Eine Wiederbelebung des sozialistischen Internationalismus in Europa war auf diesem Kongreß über die vietnamesische Revolution möglich, weil die Solidarität mit der vietnamesischen Revolution zu einer wichtigen politischen Aufgabe für alle sozialistischen, linkssozialistischen und kommunistischen Organisationen geworden ist. Gerade die vietnamesische Revolution zeigt uns, wie man Sektierismus und falsche Widersprüche überwindet. Zwar konnte auf der Konferenz noch keine grundlegende theoretische Diskussion geführt werden, die Referate hatten zum Teil einen in diesem Stadium notwendigen agitatorischen Charakter, aber es zeigten sich die Ähnlichkeiten im antiimperialistischen Kampf, die Notwendigkeit einer Koordination und als Perspektive die Möglichkeit eines Internationalismus neuen Typs, der aus diesem gemeinsamen antiimperialistischen Kampf resultieren könnte.

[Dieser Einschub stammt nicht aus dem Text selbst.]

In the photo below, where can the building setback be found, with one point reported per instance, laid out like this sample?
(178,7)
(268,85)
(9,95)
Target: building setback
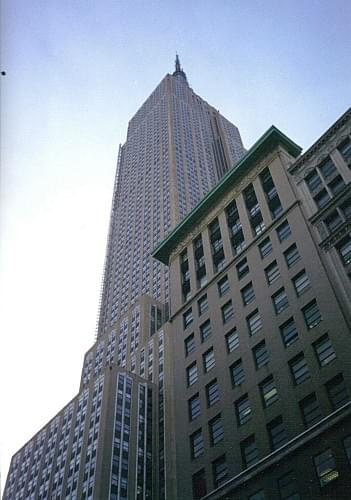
(260,326)
(226,375)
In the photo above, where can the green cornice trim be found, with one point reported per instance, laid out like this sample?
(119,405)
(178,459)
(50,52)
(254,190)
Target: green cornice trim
(269,140)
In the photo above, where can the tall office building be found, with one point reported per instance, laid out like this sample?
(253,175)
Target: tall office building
(101,445)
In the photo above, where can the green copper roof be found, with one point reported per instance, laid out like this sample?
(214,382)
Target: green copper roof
(269,140)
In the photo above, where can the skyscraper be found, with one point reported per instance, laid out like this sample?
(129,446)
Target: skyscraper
(108,442)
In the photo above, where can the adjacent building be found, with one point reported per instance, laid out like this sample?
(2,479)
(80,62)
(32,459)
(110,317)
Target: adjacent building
(221,367)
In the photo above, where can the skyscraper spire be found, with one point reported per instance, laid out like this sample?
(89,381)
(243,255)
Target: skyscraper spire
(178,68)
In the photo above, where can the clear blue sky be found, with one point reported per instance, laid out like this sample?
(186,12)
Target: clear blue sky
(77,71)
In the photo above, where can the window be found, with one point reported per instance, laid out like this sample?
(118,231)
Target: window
(287,486)
(205,330)
(345,150)
(265,247)
(196,444)
(254,322)
(268,391)
(312,314)
(337,391)
(260,354)
(237,373)
(202,304)
(311,413)
(272,272)
(259,495)
(232,340)
(187,318)
(223,285)
(321,198)
(347,446)
(247,294)
(194,407)
(291,255)
(325,467)
(215,429)
(327,168)
(249,451)
(288,332)
(191,374)
(199,484)
(220,471)
(227,311)
(212,392)
(208,360)
(344,249)
(280,301)
(283,231)
(301,283)
(277,433)
(243,410)
(242,268)
(299,369)
(324,350)
(333,221)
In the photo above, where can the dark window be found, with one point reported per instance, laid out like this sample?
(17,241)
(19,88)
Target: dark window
(189,344)
(337,391)
(202,304)
(291,255)
(220,471)
(313,180)
(347,446)
(325,467)
(288,332)
(312,314)
(237,373)
(223,286)
(187,318)
(199,484)
(345,150)
(212,392)
(242,268)
(321,198)
(280,301)
(208,360)
(191,374)
(299,369)
(260,354)
(247,294)
(249,451)
(215,429)
(301,283)
(344,249)
(324,350)
(227,311)
(272,272)
(196,444)
(268,391)
(327,168)
(283,231)
(243,409)
(287,486)
(205,330)
(265,247)
(254,322)
(232,340)
(194,407)
(333,221)
(310,410)
(277,433)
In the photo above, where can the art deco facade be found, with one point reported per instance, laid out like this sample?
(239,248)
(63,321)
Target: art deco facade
(260,327)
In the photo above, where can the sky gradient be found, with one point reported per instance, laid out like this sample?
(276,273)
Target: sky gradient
(76,72)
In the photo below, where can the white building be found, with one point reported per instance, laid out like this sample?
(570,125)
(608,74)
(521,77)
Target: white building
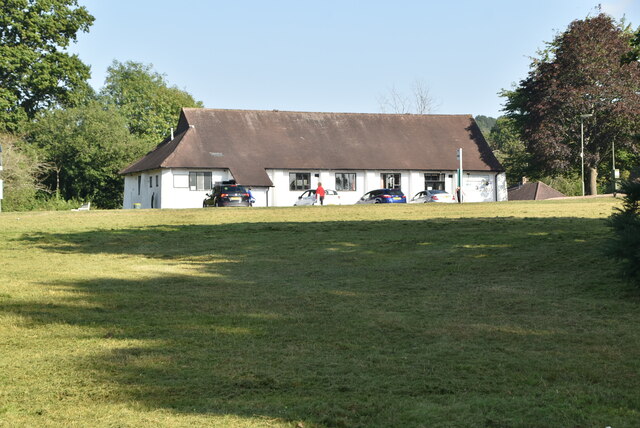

Diesem Internationalismus entspräche eine weiterzuentwickelnde Theorie und Praxis, die die falschen Alternativen "Vietnam" oder "Arbeiterpolitik" überwinden und aufweisen, daß die Krisenmomente innerhalb des Gesamtsystems des amerikanischen Imperialismus zu begreifen sind. Eine neue Stufe der Organisationsform müßte den Provinzialismus der verschiedenen sozialistischen Gruppierungen überwinden, eine überregionale und internationale Zusammenarbeit an bestimmten Projekten erreichen. Ein erster Versuch, diese Aufgabe zu lösen, ist das Internationale Nachrichten- und Forschungs-institut (INFI) des SDS-Landesverbandes Westberlin. Der Gefahr solcher Institute, die aus der Zusammenarbeit an bestimmten Projekten über eine kurzgefaßte Taktik erwachsen kann, kann nur in der weiteren Festigung marxistisch-leninistischer Positionen im antiautoritären Lager begegnet werden. Erst wenn die Liberalen und Antiautoritären nicht mehr jede organisatorische Strukturierung über einen falsch verstandenen Antistalinismus als Verselbständigung einer Bürokratie verdächtigen können, erst über eine Organisationsstruktur, die demokratisch und verbindlich bleibt, kann eine sozialistische Strategie entwickelt werden. Das verbindliche Moment solcher Organisationsstruktur könnte die spontan mobilisierten Massen anleiten, einen andauernden revolutionären Kampf zu führen, indem sie, an ihren unmittelbaren Interessen anknüpfend, die Auswirkungen des amerikanischen Imperialismus aufzeigt und beginnt, das gewerkschaftlich integrierte Bewußtsein der Massen in ein Klassenbewußtsein umzuwandeln.